The official term I agreed with the gynae is “bonkers.” And I don’t realise I’m bonkers until after I’ve hideously overreacted to yet another thing.

  • weepy
  • angry
  • thought my friends and loved ones would be a lot better off without me
  • intense feelings (including crazy high libido at times and none at other times)
  • lack of confidence
  • poor executive function
  • heavy periods with pain for first time

I am trying to reset my diet currently as I was told this is key. If I feel no better I will start the HRT.

CabinetofMonstrosities · 16/03/2024 17:35

Usernamewassavedsuccessfully · 16/03/2024 17:23

Rage, incredibly impatient, anxious, chronic imposter syndrome, tearful, very low mood, and a general sense of both doom and feeling that I was going totally mental.

This is exactly what I had.
with an underlying urge to quit everything I had worked for and lie in bed till I was old enough to die.

HRT really helped but I am still not sure who I am.

Sussurations · 16/03/2024 17:40

My existing traits of not suffering fools gladly and intolerance of virtue signalling and #bekind bullshit turned up to 11, basically. I wouldn’t call it rage, more a sort of contemptuous impatience.

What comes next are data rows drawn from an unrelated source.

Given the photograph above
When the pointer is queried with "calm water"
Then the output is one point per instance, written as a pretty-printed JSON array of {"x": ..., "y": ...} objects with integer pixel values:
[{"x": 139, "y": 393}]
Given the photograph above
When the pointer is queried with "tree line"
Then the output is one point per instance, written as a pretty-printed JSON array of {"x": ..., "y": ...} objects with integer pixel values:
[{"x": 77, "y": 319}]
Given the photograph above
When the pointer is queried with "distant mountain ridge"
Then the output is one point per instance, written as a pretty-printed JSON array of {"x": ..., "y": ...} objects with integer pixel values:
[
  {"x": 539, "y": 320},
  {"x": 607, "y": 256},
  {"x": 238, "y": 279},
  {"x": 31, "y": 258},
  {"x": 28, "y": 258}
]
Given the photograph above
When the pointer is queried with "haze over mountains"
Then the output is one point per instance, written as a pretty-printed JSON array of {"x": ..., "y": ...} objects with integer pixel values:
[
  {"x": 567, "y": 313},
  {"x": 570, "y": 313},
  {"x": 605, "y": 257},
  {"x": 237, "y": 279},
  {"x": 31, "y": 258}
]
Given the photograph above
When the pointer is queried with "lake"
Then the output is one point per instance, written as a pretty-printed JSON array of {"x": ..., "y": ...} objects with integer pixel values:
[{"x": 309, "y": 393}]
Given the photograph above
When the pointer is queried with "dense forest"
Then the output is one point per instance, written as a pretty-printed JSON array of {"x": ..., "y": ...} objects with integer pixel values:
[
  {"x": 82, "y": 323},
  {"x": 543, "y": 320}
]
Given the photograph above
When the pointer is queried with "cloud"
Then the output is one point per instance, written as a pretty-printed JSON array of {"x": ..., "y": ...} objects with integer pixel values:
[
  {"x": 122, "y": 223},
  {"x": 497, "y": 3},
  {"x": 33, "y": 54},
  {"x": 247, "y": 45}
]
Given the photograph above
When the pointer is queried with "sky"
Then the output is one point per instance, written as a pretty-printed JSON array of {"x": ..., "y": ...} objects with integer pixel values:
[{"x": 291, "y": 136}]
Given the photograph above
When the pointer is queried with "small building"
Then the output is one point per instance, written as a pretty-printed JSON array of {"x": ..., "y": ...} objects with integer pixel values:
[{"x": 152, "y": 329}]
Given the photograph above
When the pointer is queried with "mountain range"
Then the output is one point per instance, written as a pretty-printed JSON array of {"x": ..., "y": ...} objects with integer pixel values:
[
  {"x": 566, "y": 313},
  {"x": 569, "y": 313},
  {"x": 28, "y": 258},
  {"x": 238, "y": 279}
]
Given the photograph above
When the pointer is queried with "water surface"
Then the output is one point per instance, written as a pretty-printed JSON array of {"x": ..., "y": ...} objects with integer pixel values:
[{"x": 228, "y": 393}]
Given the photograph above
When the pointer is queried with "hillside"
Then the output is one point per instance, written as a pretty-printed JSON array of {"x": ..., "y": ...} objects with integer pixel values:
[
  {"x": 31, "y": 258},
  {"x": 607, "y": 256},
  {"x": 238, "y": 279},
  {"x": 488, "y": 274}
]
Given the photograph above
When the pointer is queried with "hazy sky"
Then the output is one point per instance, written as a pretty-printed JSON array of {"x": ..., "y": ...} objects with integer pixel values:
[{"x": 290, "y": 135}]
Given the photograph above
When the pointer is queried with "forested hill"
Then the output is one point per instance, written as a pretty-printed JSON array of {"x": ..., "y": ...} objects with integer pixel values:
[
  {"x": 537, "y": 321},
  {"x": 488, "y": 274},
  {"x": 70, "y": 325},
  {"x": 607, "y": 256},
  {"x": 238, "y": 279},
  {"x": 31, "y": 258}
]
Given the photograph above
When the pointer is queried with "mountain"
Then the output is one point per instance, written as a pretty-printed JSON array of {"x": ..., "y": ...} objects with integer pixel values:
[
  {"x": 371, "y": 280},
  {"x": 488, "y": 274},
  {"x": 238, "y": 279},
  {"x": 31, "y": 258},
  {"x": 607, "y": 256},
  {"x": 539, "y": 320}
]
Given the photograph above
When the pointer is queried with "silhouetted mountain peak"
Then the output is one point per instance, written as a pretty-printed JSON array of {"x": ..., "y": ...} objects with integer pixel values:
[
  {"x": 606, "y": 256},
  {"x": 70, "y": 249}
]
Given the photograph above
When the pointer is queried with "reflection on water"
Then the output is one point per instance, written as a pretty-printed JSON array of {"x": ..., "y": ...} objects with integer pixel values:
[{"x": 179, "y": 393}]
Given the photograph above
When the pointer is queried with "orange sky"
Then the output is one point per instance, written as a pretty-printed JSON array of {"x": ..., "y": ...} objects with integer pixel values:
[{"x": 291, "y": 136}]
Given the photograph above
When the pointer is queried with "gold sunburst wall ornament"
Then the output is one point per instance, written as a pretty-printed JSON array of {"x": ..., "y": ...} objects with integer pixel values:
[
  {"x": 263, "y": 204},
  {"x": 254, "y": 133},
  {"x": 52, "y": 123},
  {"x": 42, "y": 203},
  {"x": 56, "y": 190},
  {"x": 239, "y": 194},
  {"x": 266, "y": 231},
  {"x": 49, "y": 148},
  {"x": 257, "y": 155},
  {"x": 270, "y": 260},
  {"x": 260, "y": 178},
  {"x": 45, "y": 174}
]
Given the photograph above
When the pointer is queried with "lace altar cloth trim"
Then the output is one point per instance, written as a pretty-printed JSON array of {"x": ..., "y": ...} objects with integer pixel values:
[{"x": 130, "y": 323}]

Pigwidgeon99 · 16/03/2024 17:52

BigHorseLittleHorse · 16/03/2024 17:32

I’ve been dealing with peri symptoms for a year and a bit now. Have my HRT here but too scared to start taking it (utterly daft I know) but as I’m under 45 I had to wait for full consultant referral to get it.

The official term I agreed with the gynae is “bonkers.” And I don’t realise I’m bonkers until after I’ve hideously overreacted to yet another thing.

  • weepy
  • angry
  • thought my friends and loved ones would be a lot better off without me
  • intense feelings (including crazy high libido at times and none at other times)
  • lack of confidence
  • poor executive function
  • heavy periods with pain for first time

I am trying to reset my diet currently as I was told this is key. If I feel no better I will start the HRT.

Oh my gosh, this is me. Except libido, which is gone.

I also have a permanent knot of anxiety in my stomach, I wake up with it every day.

In a way I feel better knowing there might be a biological reason for it all and I'm not just losing it.

BigHorseLittleHorse · 16/03/2024 17:58

@Pigwidgeon99 have you spoken to your GP? The consultant gynae I saw was really pleased my GP had referred me. They often prescribe anti-depressants instead of spotting it.

I honestly wouldn’t have said there was anything wrong with me - I just couldn’t understand why I couldn’t remember anything and I felt so deeply upset in a kind of tragic “this is my life now” kind of way. I already feel a bit better just changing my diet and looking after myself a bit better.